Lessons Learned from Backcasting and Forecasting Exercises
Corresponding Author: Thomas Rossi, Cambridge Systematics, Inc.
Presented By: Tom Rossi, Cambridge Systematics, Inc.
Travel demand model validation involves running the model for a “base year” and comparing the outputs to observed data such as traffic counts, travel times and speeds, transit ridership, and other measures of travel demand. Sensitivity testing and temporal validation are also critical components of any model validation effort.
Many agencies’ model validation efforts include “backcasts,” where the model is run for a year prior to the base year of the model and compared to observed data from that year. The second point of reference besides the base year provides additional confidence that the model is reasonably sensitive to changes in conditions that affect travel demand. When the base year is far enough in the past, the model can be used to forecast conditions for a point in the recent past after the base year and to compare the model results to observed data.

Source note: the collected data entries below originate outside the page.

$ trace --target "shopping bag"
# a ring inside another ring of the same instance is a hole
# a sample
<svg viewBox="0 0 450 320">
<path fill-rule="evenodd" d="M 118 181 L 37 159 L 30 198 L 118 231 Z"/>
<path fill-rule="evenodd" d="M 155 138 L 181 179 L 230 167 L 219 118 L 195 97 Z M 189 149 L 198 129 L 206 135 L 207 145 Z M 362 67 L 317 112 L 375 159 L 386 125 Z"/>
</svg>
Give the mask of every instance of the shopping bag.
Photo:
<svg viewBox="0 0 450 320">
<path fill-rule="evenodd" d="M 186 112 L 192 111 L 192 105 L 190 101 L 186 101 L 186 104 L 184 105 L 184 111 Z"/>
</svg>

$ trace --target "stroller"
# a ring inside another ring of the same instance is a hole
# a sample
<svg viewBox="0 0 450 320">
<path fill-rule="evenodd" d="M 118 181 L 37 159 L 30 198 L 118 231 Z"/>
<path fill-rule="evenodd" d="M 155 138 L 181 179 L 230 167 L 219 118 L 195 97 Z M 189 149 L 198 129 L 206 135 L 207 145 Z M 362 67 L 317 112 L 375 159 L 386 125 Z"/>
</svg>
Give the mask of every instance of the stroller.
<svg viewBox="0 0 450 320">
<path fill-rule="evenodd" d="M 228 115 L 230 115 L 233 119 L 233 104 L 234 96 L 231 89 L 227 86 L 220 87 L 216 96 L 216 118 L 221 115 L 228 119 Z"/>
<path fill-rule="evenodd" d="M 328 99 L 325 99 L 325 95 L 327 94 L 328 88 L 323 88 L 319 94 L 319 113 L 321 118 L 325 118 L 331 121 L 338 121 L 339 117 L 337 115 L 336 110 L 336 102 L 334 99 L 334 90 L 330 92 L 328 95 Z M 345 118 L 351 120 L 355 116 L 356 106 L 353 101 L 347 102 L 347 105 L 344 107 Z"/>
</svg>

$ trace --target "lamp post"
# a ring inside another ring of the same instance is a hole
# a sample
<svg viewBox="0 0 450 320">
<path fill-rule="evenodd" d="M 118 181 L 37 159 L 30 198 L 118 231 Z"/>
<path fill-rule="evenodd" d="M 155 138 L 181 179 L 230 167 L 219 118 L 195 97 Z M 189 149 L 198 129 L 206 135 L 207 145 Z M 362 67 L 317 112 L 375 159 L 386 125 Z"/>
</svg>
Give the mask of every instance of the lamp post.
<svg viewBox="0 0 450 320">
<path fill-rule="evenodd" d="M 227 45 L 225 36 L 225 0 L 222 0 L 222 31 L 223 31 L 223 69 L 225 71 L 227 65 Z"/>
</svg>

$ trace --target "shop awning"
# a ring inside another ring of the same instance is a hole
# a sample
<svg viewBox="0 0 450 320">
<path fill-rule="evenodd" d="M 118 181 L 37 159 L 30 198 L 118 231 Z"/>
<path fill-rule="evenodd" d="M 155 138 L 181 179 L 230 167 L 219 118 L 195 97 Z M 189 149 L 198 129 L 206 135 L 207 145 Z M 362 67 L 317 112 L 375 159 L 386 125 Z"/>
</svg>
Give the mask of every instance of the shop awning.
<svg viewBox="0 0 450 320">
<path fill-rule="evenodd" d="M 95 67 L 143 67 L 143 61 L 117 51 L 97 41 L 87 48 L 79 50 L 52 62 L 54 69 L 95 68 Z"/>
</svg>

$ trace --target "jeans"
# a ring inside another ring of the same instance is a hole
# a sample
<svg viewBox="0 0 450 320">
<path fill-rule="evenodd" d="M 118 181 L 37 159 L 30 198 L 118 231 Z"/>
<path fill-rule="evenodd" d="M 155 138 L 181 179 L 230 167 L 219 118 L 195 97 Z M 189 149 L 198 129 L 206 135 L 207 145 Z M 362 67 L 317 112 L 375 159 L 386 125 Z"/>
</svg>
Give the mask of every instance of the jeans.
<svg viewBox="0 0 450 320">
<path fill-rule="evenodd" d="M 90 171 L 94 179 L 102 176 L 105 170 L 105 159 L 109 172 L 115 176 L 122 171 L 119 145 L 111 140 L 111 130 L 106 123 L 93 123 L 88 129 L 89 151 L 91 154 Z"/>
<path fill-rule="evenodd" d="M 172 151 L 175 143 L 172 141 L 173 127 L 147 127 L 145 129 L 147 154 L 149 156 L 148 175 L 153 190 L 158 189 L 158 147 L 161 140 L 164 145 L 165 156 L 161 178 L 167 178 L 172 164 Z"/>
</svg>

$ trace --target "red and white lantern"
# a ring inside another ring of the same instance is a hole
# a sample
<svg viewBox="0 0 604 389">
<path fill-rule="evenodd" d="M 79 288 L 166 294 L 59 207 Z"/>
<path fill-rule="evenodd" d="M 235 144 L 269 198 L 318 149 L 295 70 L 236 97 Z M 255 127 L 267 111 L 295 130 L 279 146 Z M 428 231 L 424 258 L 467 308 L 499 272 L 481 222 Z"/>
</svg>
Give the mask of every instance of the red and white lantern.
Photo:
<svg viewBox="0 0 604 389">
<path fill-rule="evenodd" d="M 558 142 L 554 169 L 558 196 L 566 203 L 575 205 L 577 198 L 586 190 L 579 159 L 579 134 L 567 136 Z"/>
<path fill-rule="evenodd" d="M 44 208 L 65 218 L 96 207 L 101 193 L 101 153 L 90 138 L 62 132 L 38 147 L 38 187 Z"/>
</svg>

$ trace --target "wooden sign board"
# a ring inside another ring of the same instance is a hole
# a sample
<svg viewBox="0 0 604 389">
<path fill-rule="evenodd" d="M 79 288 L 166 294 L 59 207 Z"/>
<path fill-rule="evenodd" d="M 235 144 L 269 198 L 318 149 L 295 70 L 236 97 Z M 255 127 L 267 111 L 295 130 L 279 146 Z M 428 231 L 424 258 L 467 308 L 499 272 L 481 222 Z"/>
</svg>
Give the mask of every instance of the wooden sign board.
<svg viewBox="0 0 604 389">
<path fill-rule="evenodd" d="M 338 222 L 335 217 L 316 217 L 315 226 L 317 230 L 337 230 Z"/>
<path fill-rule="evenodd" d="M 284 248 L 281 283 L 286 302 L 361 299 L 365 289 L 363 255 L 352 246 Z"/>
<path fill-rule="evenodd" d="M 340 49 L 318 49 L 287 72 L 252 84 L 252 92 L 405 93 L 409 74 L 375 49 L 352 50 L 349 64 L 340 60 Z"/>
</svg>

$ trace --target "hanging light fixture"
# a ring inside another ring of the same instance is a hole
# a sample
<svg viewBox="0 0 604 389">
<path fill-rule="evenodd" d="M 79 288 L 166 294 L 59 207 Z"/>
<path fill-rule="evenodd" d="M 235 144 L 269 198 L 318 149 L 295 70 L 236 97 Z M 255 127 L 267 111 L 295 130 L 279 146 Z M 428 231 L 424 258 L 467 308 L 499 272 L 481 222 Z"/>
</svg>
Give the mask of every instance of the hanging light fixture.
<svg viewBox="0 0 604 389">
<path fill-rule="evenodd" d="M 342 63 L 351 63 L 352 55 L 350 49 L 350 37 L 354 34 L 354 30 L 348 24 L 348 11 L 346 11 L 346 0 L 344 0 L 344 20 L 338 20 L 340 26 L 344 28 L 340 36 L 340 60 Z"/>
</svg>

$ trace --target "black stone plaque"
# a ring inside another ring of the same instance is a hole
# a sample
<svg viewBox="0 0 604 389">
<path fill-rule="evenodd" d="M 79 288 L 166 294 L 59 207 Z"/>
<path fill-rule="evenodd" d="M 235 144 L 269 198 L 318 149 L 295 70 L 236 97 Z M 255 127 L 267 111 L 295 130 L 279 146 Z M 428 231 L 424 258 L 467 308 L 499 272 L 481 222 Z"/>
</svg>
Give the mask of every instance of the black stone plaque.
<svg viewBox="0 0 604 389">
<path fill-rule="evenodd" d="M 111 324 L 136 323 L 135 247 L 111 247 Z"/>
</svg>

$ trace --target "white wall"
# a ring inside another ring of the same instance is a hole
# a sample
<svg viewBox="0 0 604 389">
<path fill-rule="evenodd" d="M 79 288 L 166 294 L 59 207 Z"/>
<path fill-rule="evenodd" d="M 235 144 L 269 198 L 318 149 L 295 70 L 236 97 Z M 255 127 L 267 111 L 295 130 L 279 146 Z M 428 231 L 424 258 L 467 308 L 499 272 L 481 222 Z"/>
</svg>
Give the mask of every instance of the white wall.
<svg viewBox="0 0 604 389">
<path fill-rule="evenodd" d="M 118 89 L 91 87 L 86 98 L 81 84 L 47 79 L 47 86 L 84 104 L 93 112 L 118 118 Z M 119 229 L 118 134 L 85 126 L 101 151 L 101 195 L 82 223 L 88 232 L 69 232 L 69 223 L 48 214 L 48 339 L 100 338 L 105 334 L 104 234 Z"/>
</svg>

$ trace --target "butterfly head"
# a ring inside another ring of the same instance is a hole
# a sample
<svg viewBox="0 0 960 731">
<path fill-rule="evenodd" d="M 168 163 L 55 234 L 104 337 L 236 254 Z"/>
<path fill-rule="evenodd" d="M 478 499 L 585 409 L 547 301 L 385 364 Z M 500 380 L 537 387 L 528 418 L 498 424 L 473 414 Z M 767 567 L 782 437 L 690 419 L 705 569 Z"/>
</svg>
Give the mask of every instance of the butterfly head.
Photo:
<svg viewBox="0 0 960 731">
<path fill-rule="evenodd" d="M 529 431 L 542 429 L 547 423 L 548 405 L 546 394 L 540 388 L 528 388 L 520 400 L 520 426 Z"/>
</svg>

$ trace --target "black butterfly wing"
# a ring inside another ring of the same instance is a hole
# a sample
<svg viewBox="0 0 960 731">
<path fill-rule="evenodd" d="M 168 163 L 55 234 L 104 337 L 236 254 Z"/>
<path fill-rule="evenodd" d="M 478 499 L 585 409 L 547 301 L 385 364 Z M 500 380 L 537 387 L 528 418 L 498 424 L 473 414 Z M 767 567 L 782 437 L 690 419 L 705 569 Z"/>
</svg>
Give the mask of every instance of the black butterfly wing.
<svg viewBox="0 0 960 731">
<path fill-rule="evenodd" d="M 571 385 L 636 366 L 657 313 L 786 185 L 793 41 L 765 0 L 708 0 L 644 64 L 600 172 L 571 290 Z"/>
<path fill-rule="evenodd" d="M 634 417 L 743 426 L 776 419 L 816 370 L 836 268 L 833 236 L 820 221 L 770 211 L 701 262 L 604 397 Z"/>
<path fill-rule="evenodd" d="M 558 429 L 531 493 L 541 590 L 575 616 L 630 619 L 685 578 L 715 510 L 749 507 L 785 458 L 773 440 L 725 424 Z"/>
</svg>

The Federal Highway Administration (FHWA) undertook a project to provide information for agencies performing this part of the validation process. This research was intended to produce useful data on which model components are most stable over time and their sensitivities to the factors affecting travel demand that vary over time. The models for two U.S. metropolitan areas (Cincinnati and Baltimore) were chosen as case studies for this work. For each region, an earlier version of the model was run for the base year and a forecast year, and the current model version was run for the base year and a backcast year.
The presentation will compare the results from the four model runs for each region and will present the lessons learned from these comparisons. We will discuss how the model results address questions such as:
• How well does the model forecast/backcast for the scenario several years removed from the base year?
• Does the model perform appreciably better for forecasting or backcasting?
• Are there particular items where the model performs better for forecasting/backcasting? (These may be defined by geography, land use type, travel mode, levels of congestion, time periods, and other segmentations.)
• Does the model show reasonable sensitivity to the factors that changes between scenarios?